Le ministère de l’Éducation nationale a publié une étude pour le moins préoccupante, la moitié des élèves de 6e sont incapables de courir plus de 5 minutes (2/2/2026). Un écart qui se creuse selon « le profil social de l’établissement ». Qui a dit que la France était un pays de sportifs ?
La ferveur des Jeux Olympiques et Paralympiques de Paris 2024 semble si loin. Vous vous souvenez de cette époque où le sport était devenu une priorité aux yeux de nos dirigeants ?
267 000 élèves évalués dans plus de 2800 établissements
Près de deux ans plus tard, la promesse ressemble à un lointain écho. Outre les coups de tronçonneuse dans le budget du sport assénés par les gouvernements successifs et des difficultés financières de nombreuses associations sportives, une étude pointe les conséquences de ce manque d’ambition.
Menée par l’Éducation nationale, cette étude réalisée à la rentrée scolaire 2025 a mis à l’épreuve 267 000 élèves de 6e dans près d’un tiers des collèges publics et privés. Trois tests d’aptitudes physiques ont été retenus pour mesurer l’endurance, la force musculaire et la vitesse des jeunes cobayes.

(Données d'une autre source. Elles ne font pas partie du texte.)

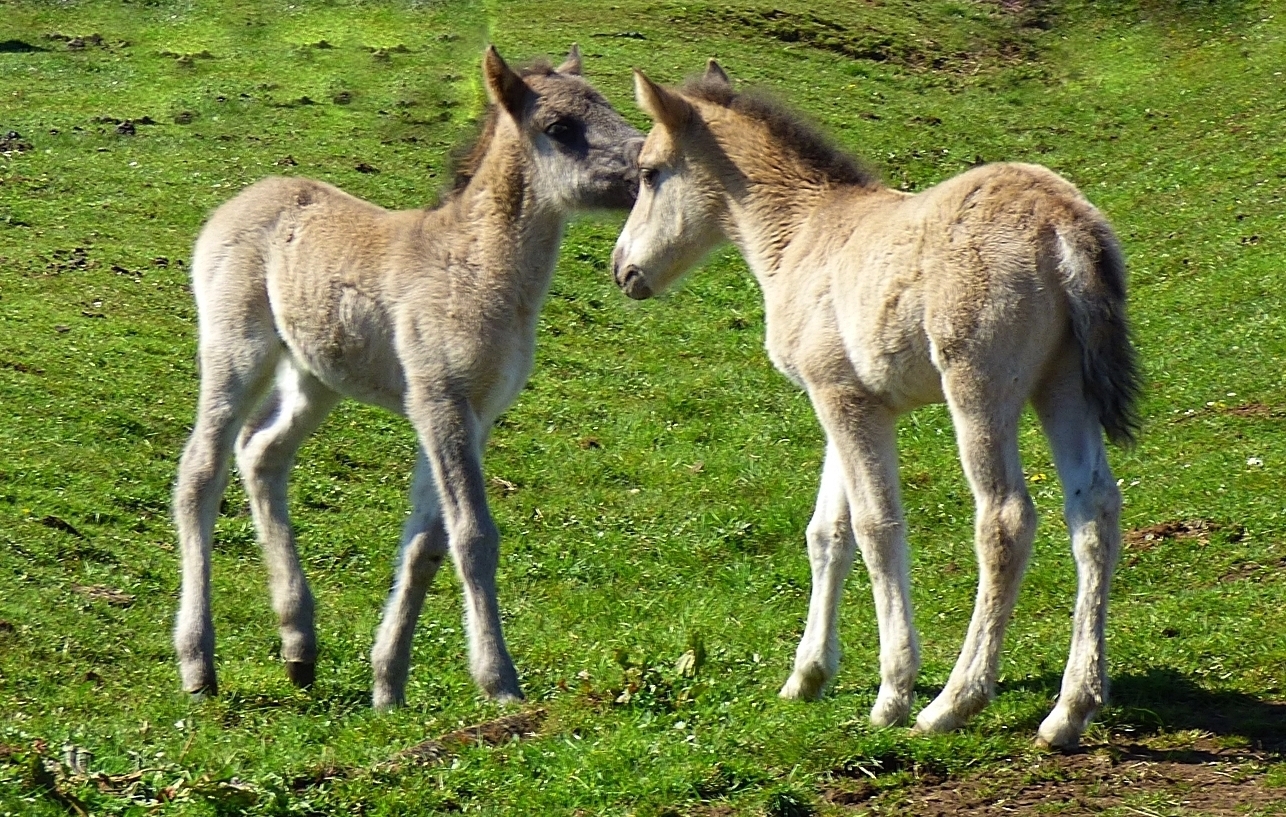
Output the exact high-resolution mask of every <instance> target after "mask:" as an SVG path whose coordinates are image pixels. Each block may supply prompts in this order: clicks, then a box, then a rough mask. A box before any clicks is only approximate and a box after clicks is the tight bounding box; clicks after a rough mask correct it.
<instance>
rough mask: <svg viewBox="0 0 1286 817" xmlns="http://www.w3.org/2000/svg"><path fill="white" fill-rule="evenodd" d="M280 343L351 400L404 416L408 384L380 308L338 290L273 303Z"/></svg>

Ces derniers ont respectivement réalisé le test « Luc Léger » (allers et retours jusque’à épuisement entre deux lignes espacées de 20 mètres à une allure croissante de 0,5 km/h par paliers d’une minutes), le saut en longueur sans élan et un 30 mètres plat.
Endurance, musculation, vitesse… Les élèves français à la peine
Résultat ? Ce n’est pas fameux ! Dans le test d’endurance, « la proportion d’élèves qui présentent une maîtrise satisfaisante » est de… 34,2 % ! Selon l’étude, les garçons ont présenté des résultats supérieurs aux filles (46,3 % contre 21,6 %). Selon Franceinfo, « la moitié des élèves de 6e testés, soit plus de 130 000, sont incapables de courir plus de 5 minutes à 9,5 km/h minimum » et près de « 2 sur 10 s’arrêtent avant 3 minutes de course ».
C’est un peu mieux, mais pas trop non plus, pour le test de force musculaire. 1 garçon sur 2 (55,7 %) s’en sort de manière satisfaisante. Pour les filles, ce n’est que 34,8 %.
Enfin, le test de vitesse finit d’achever tous les parents sportifs. 54,8 % des élèves présentent « une maîtrise satisfaisante ». 63,3% pour les garçons, 45,9% pour les filles.
Le fossé se creuse selon la classe sociale
Et pour couronner le tout, le fossé se creuse également selon la classe sociale de l’établissement scolaire. L’étude note que « dans le secteur public hors éducation prioritaire, 33,9 % des élèves présentent une maîtrise satisfaisante » dans le test d’endurance contre 27 % en REP (réseau d’éducation prioritaire) et 22,5 % en REP+. Pour le test musculaire, la part d’élèves qui passent les tests favorablement n’est que de 39,1 % pour les établissements les moins favorisés contre 52,3 % pour les plus favorisés. Même couperet pour le test de vitesse avec 15,2 points d’écart entre les établissements les moins favorisés et les mieux lotis (46,2% contre 61,4%).
Le sport, une priorité ? Pas en France !
Qu’en déduire ? De nombreux spécialistes pointent, sans surprise, le nombre insuffisant d’heures de sport à l’école. Sur Franceinfo, le professeur et pédiatre Robert Cohen déplore des conséquences « assez catastrophiques » pour la santé des enfants. « Augmenter le sport augmente l’immunité, souligne-t-il. Le sport diminue dans le temps la fréquence d’un certain nombre de cancers. Ça permet plus facilement des acquisitions scolaires ».
Le docteur Gérald Kierzek regrette, sur France Bleu, que « l’éducation physique et sportive soit reléguée en bas des priorités en France ». Par ailleurs, l’étude met en lumière que les enfants issus des milieux défavorisés sont ceux qui souffrent le plus d’un manque d’activité physique. « L’école joue un rôle important mais il y a aussi le rôle de la famille et de la fratrie, rappelle Martine Duclos, cheffe du service de médecine du sport au CHU de Clermont-Ferrand et présidente de l’observatoire national de l’activité physique et de la sédentarité (ONAPS). Les enfants dont les parents bougent seront des enfants qui feront le plus d’activités physiques. Donc le milieu familial et l’entourage sont vraiment importants ».
Un rappel fort utile quand on voit que les mesures gouvernementales ne brillent pas par leur efficacité. Les fameuses 30 minutes d’activité physique mises en place dans les écoles souffrent des contraintes du quotidien.